Dani Ribeiro, executive creative director Publicis Brazil
Each year, more and more campaigns which raise social and environmental issues win Cannes Lions. Do you think advertising has the real power to influence positive change?
- Dani Ribeiro
Creativity has always had the real power to influence change. When it comes to advertising, the power is in generating reflections and creating awareness to pressure public opinion, corporations and governments and thus accelerate changes through real solutions. Until some time ago, advertising ignored socio-environmental issues. Then, it began to point them out. Now, it is expected that it will also act in solutions to these issues. Advertising and communication are efficient tools to create connections between causes, brands, and people. When these connections are built from real initiatives that are truly relevant to all those involved, genuinely inspiring action and transforming a context for the better, it is pure gold. The biggest risk is that all these power backfires on brands if they just talk and don't act. There is no more room for opportunists when it comes to environmental and social agendas, and I believe that Cannes Lions and other awards in our industry will make this more and more evident from now on.

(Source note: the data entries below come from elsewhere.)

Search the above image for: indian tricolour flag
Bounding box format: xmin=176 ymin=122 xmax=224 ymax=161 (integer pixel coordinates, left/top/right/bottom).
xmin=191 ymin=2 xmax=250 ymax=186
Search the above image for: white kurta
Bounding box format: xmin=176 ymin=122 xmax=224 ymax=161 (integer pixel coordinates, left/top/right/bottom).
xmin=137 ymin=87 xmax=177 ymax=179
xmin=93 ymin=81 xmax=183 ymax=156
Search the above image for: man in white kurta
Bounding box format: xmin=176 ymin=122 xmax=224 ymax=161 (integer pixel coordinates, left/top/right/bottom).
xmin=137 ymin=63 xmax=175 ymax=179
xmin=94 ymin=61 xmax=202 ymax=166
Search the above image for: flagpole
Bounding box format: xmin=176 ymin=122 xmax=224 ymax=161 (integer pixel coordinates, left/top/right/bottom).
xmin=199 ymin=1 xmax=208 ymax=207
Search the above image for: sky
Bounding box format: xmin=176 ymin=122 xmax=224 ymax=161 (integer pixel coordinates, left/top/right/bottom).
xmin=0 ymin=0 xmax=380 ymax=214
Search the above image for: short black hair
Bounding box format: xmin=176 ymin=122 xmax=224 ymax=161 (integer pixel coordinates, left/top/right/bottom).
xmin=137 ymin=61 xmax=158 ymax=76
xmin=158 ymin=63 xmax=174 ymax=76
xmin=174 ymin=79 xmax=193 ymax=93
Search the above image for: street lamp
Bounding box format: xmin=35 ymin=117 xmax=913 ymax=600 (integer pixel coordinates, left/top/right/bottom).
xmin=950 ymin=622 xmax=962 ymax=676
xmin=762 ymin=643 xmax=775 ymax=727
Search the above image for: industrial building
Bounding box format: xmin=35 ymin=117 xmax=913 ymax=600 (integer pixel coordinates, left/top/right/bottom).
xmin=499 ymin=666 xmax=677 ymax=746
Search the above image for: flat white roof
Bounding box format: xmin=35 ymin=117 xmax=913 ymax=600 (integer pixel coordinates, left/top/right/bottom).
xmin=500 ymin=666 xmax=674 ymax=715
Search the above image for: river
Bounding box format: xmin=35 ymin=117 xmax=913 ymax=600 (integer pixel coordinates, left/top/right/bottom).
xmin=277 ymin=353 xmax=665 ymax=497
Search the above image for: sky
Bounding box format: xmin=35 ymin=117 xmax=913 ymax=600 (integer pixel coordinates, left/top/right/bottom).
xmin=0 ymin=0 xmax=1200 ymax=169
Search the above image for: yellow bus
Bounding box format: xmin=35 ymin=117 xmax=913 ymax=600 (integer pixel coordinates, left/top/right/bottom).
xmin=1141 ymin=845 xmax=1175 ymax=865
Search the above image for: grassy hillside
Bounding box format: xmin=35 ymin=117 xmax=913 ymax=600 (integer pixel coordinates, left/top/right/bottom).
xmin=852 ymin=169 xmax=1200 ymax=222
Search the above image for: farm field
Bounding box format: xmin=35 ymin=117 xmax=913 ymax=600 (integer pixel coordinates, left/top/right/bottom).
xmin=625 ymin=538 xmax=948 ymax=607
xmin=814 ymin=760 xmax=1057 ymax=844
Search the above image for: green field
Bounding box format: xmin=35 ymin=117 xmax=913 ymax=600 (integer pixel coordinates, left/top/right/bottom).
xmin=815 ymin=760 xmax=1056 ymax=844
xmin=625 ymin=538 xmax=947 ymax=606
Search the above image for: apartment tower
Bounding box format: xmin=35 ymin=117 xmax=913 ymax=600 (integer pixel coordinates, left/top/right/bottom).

Mihnea Gheorghiu, chief creative officer Publicis Italy & Le Pub
Le Pub and Publicis Italy have stood out in creating relevant work during the pandemic. Do you think it is easier to make creative campaigns during peaceful times? Or is it the challenging times like a pandemic or a crisis that boost creativity?
- Mihnea Gheorghiu
I just wanted to make one thing clear, I don’t think anyone should need or wait for a big and tragic event to be more creative. It’s just that historically, we’ve found the most innovative solutions during the harder times. It’s when the limits are very clear and the problems very well-defined that the human mind somehow manages to break through and find an unexpected solution. The best creativity often comes out of chaos, out of tight deadlines, out of despair, out of the last night before a presentation. I always say that “creativity hates comfort”. When there’s comfort, there’s no tension. No tension, no big creative potential. But hey, the good news is that we don’t need the world around us to fall apart to find these tensions. With the right team driven by relentless curiosity, you can find tension in anything. Even in pizza.